Yesterday, about 50 friends of Avery Cardinal Dulles met at Fordham University Church to remember him before God on the occasion of his first anniversary of death.
Sister Anne-Marie Kirmse, O.P., the Cardinal's friend and administrative assistant, gathered us for Mass celebrated by Jesuit Father Joseph McShane with the homily delivered by Jesuit Father Joseph Leinhard. There were 17 concelebrants; three of whom were secular priests (friends of Dulles') and the balance were old Jesuits. Five of the Cardinal's Fairfield County Communio group (myself included) were present as the faithful remnant. As was recognized, we all miss the Cardinal's wisdom, affection and much understated humor.
In his homily Father Leinhard focused our attention on the moment by recalling Saint Augustine's 9th book of the Confessions where Augustine tells us of his mother's passing unto eternal life. In between her various states of consciousness and unconsciousness Monica came to a see life anew. She called her sons together telling them when she died to bury her body anywhere but to remember her before the Lord, wherever they may be. As for Monica, so for Avery.
Why remember? Our thinking of Cardinal Dulles is, as Fr. Leinhard said, wholly different than what went before. Remembering Avery before God is not quite the same as reminding God who Avery was, just in case God may have forgotten. What is important about Avery is not his prestigious family, his education, his conversion to Catholicism, his entrance into the Society of Jesus nor his ordination to the priesthood, not even his ministry as a theologian nor his acceptance of the dignity of the Cardinalate. What is important about Avery is encapsulated in the motto he assumed with the coat of arms when given the cardinal's hat by Pope John Paul II, Scio Cui Credidi, I know whom I have believed.
The reading from 2 Timothy 1 can be taken as Saint Paul's last will and testament as it is his answer to a question of belief: Christ has resurrected from the dead and I have preached his gospel. For both Saint Paul and Cardinal Dulles their lives deeply changed in making an act of faith in Christ for Christ became the key to all understanding. In Dulles' Craft of Theology, the last sentence of chapter 1 speaks to his belief in Christ where he recounts a vision of Christ in which we look past the "now" and look to Christ as the center of all things.

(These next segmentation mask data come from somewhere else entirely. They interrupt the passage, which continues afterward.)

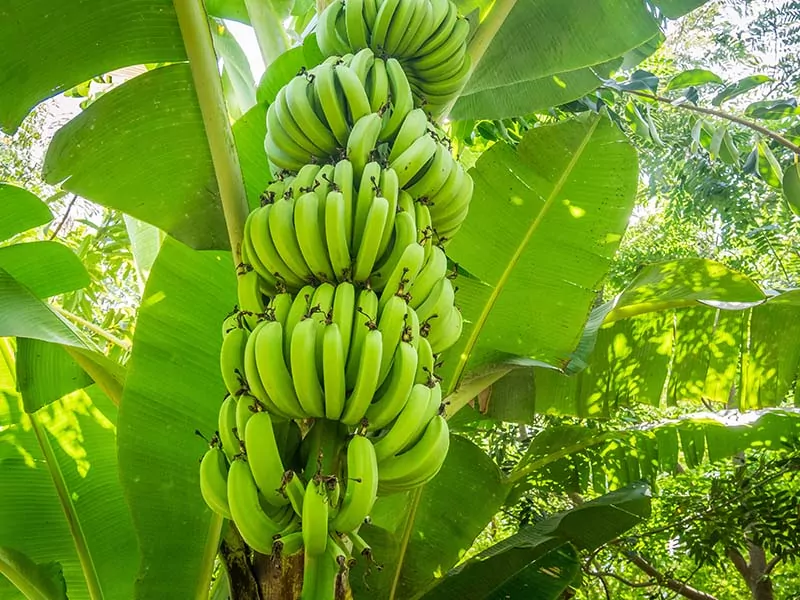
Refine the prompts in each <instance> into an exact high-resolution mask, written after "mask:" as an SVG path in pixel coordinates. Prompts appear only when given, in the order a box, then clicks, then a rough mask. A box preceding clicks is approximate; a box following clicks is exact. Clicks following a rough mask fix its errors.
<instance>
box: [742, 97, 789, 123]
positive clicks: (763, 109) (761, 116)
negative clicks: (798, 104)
mask: <svg viewBox="0 0 800 600" xmlns="http://www.w3.org/2000/svg"><path fill="white" fill-rule="evenodd" d="M744 114H745V115H746V116H748V117H754V118H756V119H783V118H784V117H791V116H792V115H800V106H797V100H795V99H794V98H789V99H787V100H762V101H760V102H752V103H750V104H748V105H747V108H745V109H744Z"/></svg>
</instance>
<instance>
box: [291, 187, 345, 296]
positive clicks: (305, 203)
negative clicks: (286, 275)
mask: <svg viewBox="0 0 800 600" xmlns="http://www.w3.org/2000/svg"><path fill="white" fill-rule="evenodd" d="M319 202H320V201H319V197H318V196H317V195H316V194H315V193H314V192H307V193H305V194H303V195H302V196H300V197H299V198H298V199H297V200H295V203H294V229H295V234H296V235H297V244H298V246H299V247H300V252H301V253H302V256H303V258H304V259H305V262H306V264H307V265H308V267H309V268H310V269H311V273H312V275H313V276H314V277H316V278H317V279H320V280H323V281H324V280H328V281H335V280H336V276H335V275H334V271H333V267H332V266H331V262H330V260H328V251H327V244H326V242H325V228H324V220H321V219H320V209H319ZM323 215H324V213H323Z"/></svg>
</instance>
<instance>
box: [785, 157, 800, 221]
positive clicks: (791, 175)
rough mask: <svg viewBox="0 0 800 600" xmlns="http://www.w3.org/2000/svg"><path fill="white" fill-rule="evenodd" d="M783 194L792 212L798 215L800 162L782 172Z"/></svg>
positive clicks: (794, 164)
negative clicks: (784, 171) (782, 180)
mask: <svg viewBox="0 0 800 600" xmlns="http://www.w3.org/2000/svg"><path fill="white" fill-rule="evenodd" d="M783 195H784V197H785V198H786V201H787V202H788V203H789V207H790V208H791V209H792V212H794V213H795V214H796V215H800V164H798V163H795V164H793V165H792V166H790V167H789V168H788V169H786V171H785V172H784V173H783Z"/></svg>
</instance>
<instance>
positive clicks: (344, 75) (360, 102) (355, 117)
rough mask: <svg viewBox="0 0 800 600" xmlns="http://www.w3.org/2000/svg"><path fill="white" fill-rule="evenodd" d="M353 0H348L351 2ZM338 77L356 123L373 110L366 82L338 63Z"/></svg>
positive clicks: (336, 74) (350, 116)
mask: <svg viewBox="0 0 800 600" xmlns="http://www.w3.org/2000/svg"><path fill="white" fill-rule="evenodd" d="M350 1H352V0H348V2H350ZM335 72H336V79H337V80H338V81H339V86H340V87H341V88H342V91H343V92H344V97H345V98H346V99H347V111H348V114H349V117H350V120H351V122H353V123H356V122H358V121H359V120H360V119H361V118H362V117H364V116H365V115H367V114H369V113H370V112H372V111H371V110H370V107H369V97H367V90H366V89H365V88H364V84H363V83H361V80H360V79H359V78H358V75H357V74H356V72H355V71H354V70H353V69H351V68H350V67H348V66H345V65H337V66H336V68H335Z"/></svg>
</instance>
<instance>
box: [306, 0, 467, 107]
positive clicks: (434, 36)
mask: <svg viewBox="0 0 800 600" xmlns="http://www.w3.org/2000/svg"><path fill="white" fill-rule="evenodd" d="M316 31H317V42H318V44H319V47H320V49H321V50H322V52H323V54H325V55H326V56H336V55H339V56H344V55H346V54H348V53H350V52H357V51H359V50H362V49H364V48H371V49H372V50H374V51H375V52H376V53H378V54H381V55H386V56H391V57H396V58H397V59H399V60H400V63H401V64H402V66H403V69H404V70H405V71H406V72H407V74H408V79H409V81H410V83H411V85H412V89H413V91H414V95H415V96H416V97H417V98H418V99H420V100H421V103H422V104H424V105H426V106H427V107H428V109H429V110H430V111H431V112H433V113H437V112H439V111H440V110H441V109H443V108H444V107H445V106H446V105H447V104H448V103H449V102H450V100H451V99H452V98H453V97H454V96H455V95H456V94H457V93H458V92H459V91H460V90H461V88H462V87H463V86H464V83H465V82H466V80H467V77H468V76H469V72H470V67H471V64H472V63H471V61H470V57H469V55H468V54H467V38H468V36H469V33H470V26H469V22H468V21H467V20H466V19H465V18H463V17H460V16H459V15H458V10H457V8H456V5H455V4H454V3H453V2H451V1H450V0H382V1H378V0H347V1H346V2H341V1H339V0H335V1H334V2H333V3H332V4H331V5H330V6H328V7H327V8H326V9H325V10H324V11H323V12H322V14H321V15H320V17H319V21H318V22H317V29H316Z"/></svg>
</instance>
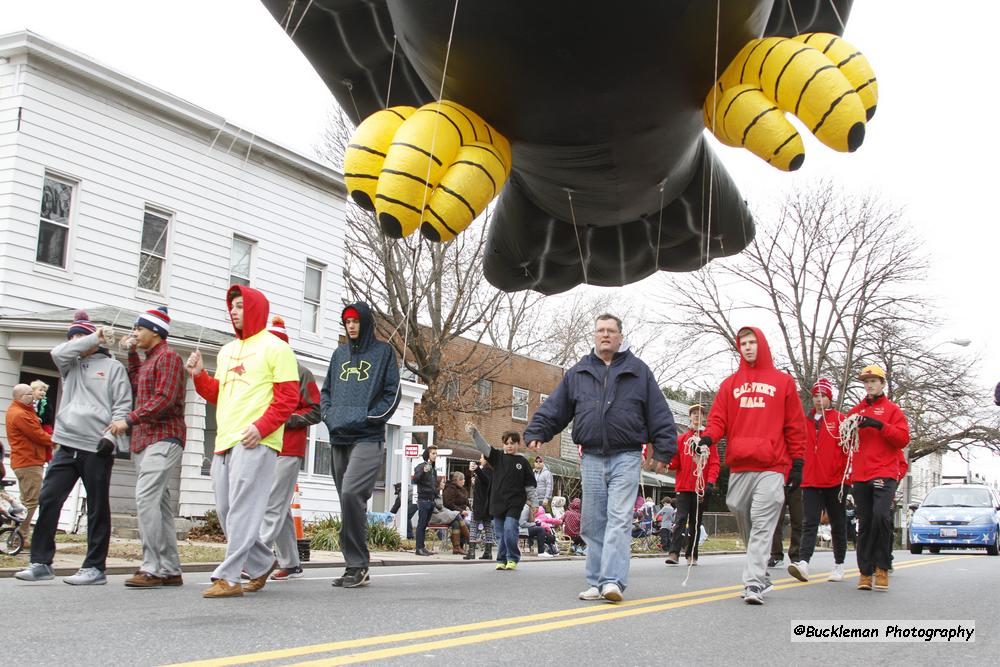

At the altar of the Lord we pray for the dead following the ancient Christian practice. In the Roman Canon of the Mass we pray that the Lord will remember "those who have gone before us marked with the sign of faith" granting them the blessedness (happiness) of light and peace. Our liturgical prayer places hope in our hearts that those who sleep in the Lord will have the victory over sin and death. Our confidence relies on the sign of faith received in baptism, that which marks each person not with a pious sign but with indelible mark.
Our remembrance of Avery and of every one of our beloved dead therefore, is brought home in the consideration that not to remember is to consign our family and friends to oblivion is awful. The Christian proposal is lux perpetua: light for the blind, peace for the will.
Eternal rest grant unto Avery Cardinal Dulles, O Lord, and let perpetual light shine upon him. May his soul and the souls of the faithful departed rest in rest. Amen.
A sentimental remembrance of Cardinal Dulles was the hanging of a cardinal's red hat and tassels. No longer given by the Pope to cardinals, the red hat is occasionally made for a cardinal and hung in his church by his family and friends. In New York's Saint Patrick's Cathedral there are 4 cardinal hats hanging (but none since Cardinal Spellmen are hanging there). The Archdiocese of Chicago did the same for Cardinal Joseph Bernardin back in 1997.